J’ai écrit ce livre pour faire marcher Camille. Pour qu’il
erre dans la vie des autres … Lui, qui n’ira jamais nulle part.
Et puis, je crois que je voulais laisser une trace. SA trace.
Ce livre rend notre histoire réelle, concrète, et j’en avais besoin.
2/ A qui s’adresse t’il ?
Il s’adresse à Camille. A ma mère. A la petite fille que
j’étais. Il s’adresse à tous les enfants de cette Terre et à tous les parents
qui se posent des questions. Ce livre s’adresse aussi aux enfants « qui vont
bien ». J’ai été et je suis cet enfant, celui qui transpire la santé, et qu’on
croit capable de grandir tout seul. Ce n’est pas vrai, aucun enfant ne peut
grandi comme ça.
J’avais envie de leur dire qu’on n’est pas seuls, que des tas
d’enfants en bonne santé vivent la même chose que nous.

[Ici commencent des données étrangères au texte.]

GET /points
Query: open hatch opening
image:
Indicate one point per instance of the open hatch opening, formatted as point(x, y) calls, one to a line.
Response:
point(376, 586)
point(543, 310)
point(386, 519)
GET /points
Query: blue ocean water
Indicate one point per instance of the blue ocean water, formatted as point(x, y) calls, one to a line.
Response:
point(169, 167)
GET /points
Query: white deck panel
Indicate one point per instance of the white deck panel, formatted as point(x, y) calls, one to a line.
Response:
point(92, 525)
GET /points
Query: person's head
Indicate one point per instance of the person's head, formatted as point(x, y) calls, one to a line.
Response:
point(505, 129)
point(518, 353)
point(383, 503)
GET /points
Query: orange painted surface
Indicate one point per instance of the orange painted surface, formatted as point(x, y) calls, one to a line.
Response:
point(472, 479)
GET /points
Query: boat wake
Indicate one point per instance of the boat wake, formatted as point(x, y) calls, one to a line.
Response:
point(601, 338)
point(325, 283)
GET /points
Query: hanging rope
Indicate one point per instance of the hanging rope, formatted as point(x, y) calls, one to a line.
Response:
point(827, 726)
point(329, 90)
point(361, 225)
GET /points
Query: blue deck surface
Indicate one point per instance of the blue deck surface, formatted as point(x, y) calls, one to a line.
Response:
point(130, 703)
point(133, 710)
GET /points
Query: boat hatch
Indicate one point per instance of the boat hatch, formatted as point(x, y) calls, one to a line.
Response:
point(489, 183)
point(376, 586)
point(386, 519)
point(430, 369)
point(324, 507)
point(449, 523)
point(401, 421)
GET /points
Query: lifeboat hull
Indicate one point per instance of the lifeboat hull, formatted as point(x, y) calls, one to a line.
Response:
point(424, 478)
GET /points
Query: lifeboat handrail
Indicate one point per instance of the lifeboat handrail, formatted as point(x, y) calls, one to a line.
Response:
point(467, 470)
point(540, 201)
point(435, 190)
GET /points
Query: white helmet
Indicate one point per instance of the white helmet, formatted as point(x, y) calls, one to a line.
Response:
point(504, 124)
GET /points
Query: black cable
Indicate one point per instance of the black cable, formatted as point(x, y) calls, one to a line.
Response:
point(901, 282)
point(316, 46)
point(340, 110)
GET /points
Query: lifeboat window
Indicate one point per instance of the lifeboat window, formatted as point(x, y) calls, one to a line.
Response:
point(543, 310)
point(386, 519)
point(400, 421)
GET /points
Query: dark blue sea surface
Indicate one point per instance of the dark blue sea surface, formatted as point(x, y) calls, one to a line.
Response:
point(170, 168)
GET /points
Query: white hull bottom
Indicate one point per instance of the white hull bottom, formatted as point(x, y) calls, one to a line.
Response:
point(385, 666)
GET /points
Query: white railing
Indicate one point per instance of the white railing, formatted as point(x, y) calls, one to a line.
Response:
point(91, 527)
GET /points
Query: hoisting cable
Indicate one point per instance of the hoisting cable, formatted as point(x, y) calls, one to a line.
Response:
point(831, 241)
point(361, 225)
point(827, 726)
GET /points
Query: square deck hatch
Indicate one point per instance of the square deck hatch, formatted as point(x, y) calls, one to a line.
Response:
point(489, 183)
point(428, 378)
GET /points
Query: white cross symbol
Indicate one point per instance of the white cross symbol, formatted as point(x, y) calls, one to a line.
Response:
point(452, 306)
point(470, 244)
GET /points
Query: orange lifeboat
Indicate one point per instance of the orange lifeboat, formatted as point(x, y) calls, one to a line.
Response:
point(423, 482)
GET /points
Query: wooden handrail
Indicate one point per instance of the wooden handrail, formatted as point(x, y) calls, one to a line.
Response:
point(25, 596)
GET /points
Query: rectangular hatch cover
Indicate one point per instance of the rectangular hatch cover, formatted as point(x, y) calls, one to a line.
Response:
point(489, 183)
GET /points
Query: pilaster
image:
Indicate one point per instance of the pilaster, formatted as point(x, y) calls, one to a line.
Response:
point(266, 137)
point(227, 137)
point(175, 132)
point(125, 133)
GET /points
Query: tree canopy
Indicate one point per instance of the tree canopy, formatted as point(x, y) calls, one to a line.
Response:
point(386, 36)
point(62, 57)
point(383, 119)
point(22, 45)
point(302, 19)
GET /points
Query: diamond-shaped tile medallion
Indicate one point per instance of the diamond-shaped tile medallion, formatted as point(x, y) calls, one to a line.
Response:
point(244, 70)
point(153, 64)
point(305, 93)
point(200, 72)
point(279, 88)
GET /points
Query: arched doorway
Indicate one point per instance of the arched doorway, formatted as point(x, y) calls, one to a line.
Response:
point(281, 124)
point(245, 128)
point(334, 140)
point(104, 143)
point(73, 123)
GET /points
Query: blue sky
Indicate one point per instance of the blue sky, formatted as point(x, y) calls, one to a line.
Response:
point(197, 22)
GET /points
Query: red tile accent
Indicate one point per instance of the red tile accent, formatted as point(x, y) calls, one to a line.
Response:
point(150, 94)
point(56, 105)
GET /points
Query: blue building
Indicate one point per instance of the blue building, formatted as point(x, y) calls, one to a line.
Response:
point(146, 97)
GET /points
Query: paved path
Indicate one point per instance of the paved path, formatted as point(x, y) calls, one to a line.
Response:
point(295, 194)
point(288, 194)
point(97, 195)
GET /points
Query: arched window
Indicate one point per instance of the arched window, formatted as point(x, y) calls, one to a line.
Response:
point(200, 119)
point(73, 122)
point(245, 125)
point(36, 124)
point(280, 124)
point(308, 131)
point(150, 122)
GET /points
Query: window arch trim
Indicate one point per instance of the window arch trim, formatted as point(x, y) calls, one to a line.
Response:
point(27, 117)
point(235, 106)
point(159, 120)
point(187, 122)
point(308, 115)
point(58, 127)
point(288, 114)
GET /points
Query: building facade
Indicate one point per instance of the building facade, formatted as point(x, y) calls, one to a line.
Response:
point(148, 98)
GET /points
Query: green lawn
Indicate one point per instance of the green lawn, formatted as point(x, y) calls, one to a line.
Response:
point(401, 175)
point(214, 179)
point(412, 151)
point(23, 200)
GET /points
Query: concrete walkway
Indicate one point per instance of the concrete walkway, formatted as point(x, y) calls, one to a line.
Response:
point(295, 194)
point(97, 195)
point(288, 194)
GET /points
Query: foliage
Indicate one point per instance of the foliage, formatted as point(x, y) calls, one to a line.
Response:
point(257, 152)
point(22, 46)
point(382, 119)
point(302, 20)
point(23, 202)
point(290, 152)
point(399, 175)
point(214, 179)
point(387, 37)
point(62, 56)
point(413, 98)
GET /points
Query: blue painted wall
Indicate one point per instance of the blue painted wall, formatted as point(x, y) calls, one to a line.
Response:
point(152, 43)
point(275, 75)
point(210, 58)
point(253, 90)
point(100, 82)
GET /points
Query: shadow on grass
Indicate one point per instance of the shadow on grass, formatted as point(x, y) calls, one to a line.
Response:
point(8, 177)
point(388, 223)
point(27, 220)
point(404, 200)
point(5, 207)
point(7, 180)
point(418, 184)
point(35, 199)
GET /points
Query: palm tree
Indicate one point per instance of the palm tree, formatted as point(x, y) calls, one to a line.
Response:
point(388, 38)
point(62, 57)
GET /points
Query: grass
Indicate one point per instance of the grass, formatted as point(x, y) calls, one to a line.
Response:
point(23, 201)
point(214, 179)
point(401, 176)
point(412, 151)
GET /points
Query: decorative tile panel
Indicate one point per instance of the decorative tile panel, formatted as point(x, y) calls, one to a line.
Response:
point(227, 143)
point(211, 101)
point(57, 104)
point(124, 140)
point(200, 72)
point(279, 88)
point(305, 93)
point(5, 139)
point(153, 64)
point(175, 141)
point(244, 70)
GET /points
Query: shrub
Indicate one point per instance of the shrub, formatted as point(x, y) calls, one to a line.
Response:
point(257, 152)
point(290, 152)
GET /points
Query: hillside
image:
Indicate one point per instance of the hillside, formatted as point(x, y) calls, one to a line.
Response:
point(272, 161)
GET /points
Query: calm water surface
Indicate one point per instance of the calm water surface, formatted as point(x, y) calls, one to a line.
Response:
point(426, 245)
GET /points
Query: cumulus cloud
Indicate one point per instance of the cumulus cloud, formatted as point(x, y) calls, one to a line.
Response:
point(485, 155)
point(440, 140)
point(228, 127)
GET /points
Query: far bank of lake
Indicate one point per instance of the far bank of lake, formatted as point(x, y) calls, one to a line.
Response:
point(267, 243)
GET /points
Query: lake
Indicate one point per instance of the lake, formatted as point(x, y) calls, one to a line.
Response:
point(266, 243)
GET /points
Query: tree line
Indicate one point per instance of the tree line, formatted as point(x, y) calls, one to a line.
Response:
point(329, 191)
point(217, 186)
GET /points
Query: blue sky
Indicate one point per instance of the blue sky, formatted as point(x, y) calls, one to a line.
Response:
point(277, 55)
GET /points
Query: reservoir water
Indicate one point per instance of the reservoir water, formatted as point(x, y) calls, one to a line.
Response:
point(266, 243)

Je suis très fière, parce que j’ai eu beaucoup de retours de
frères et de soeurs comme moi. Je suis fière de me dire qu’on peut créer une «
communauté » et faire de nos « traumas » quelque chose qui réunit.
3/ À travers votre livre, quel message souhaitez-vous faire
passer ?
Que l’amour gagne. Et qu’avec beaucoup d’amour, beaucoup de
persévérance, on peut quand même être heureux au milieu du feu.
Au-delà d’un message, j’aimerais que mon livre ait un
objectif, grand certes, mais je n’ai pas peur : j’aimerais que ce livre
rassemble, qu’il réconcilie. J’aimerais que ce livre permette d’ouvrir des
portes, créer des ponts, et qu’il favorise les pardons.
Pardonner à soi, pardonner à sa famille et surtout, pardonner
à la vie, c’est une lutte. J’aimerais que ce livre facilite les choses à ce
niveau.
4/ Qu’elle est votre vision du handicap ? Du polyhandicap ?
J’en parle forcément beaucoup dans mon livre, pour moi, le
handicap c’est une interminable trahison. C’est quelque chose de très injuste
et qui ne répond à aucune règle.
Mais à la fois, le handicap, le poly-handicap ouvrent
d’autres mondes. Grâce à Camille, j’ai accès à un Monde, à un état émotionnel
que je n’aurais jamais connu sans lui. La lumière qu'il m’a transmise et qu’on
partage, c'est la chose la plus précieuse que j’ai.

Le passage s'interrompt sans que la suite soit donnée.